Oh, God! am I mad—or can it be
That the woman I loved is thus coming to me?
That bright thing drifting down with the tide,
Is all that is left of my beautiful bride!

Oh, pitiless moon with your pale cold light,
Grow dark for one instant and shut out that sight,
Till my eyes, grown dim with the tears unshed
Shall look no more on the face of my dead.

The pale lilies circle around her head
And whisper slowly—my love is dead.
The dark weeds lie in her tangled hair,
Where I last saw the roses gleaming there.
The cold winds shiver and moan in the night
As they sweep 'round her brow in the shining light.
Oh, God! is it I who am standing alone
Where the night-winds shiver and creep and moan,
Filling my soul with a grief so mad
That I hate the things that are living and glad?

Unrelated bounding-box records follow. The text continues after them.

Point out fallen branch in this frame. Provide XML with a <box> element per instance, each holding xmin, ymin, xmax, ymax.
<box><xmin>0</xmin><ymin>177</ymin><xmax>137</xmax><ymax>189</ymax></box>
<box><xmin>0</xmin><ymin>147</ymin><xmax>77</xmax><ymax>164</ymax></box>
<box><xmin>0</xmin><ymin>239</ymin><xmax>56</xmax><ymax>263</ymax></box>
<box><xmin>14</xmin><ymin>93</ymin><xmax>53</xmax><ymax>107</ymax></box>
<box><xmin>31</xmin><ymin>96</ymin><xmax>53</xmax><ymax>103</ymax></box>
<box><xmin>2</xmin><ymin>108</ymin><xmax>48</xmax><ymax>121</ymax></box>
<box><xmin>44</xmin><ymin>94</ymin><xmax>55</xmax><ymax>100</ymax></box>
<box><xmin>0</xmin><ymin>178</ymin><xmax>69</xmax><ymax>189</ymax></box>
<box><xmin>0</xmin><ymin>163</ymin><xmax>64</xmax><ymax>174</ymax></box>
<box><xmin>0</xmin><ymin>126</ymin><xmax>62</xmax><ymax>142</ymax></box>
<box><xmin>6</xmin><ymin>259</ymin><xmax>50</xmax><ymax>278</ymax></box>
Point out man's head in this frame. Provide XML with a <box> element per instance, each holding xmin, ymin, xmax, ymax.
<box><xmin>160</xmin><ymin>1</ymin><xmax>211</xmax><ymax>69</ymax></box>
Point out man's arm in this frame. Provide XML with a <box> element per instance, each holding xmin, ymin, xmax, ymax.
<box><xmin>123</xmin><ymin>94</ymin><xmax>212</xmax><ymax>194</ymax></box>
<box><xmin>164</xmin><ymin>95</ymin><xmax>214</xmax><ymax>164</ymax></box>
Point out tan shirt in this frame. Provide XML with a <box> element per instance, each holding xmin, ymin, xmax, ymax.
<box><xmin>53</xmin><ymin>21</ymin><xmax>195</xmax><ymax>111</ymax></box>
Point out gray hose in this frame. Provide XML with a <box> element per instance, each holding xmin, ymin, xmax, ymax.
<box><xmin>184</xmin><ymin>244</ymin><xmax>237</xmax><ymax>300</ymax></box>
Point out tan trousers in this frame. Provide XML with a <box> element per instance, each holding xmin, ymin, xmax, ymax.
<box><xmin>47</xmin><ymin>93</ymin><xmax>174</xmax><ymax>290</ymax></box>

Fear not, my love, you shall welcome be,
For even in death you have come to me.
The dead and the living shall lie to-night.
'Neath the pitiless waves of that river bright.
I grasp her robe as it sweeps me by—
We have lived together, together we die;
Her face is so white—is it a woman I see,
Or only a phantom drifting past me?
Her hand is so near—it touches my own—
My God! it is gone—I am standing alone.

Oh, why did I love when the sun was high,
And the clouds lay piled in the glittering sky!
Oh, why did I love when the sun lay low
And the heavens were red with the blood-red glow!
And why do I live when the purple light
Is faded forever from out of my sight.

Oh, beautiful demon, that men call love,
As fair as the angels that smile above!
'T were better that men should never be born
Than see thy face in the dewy morn.
'T were better that women should stand afar,
And worship in vain some cold, proud star;
Than drink in thy beauty with passionate breath
That brings to them only sorrow and death.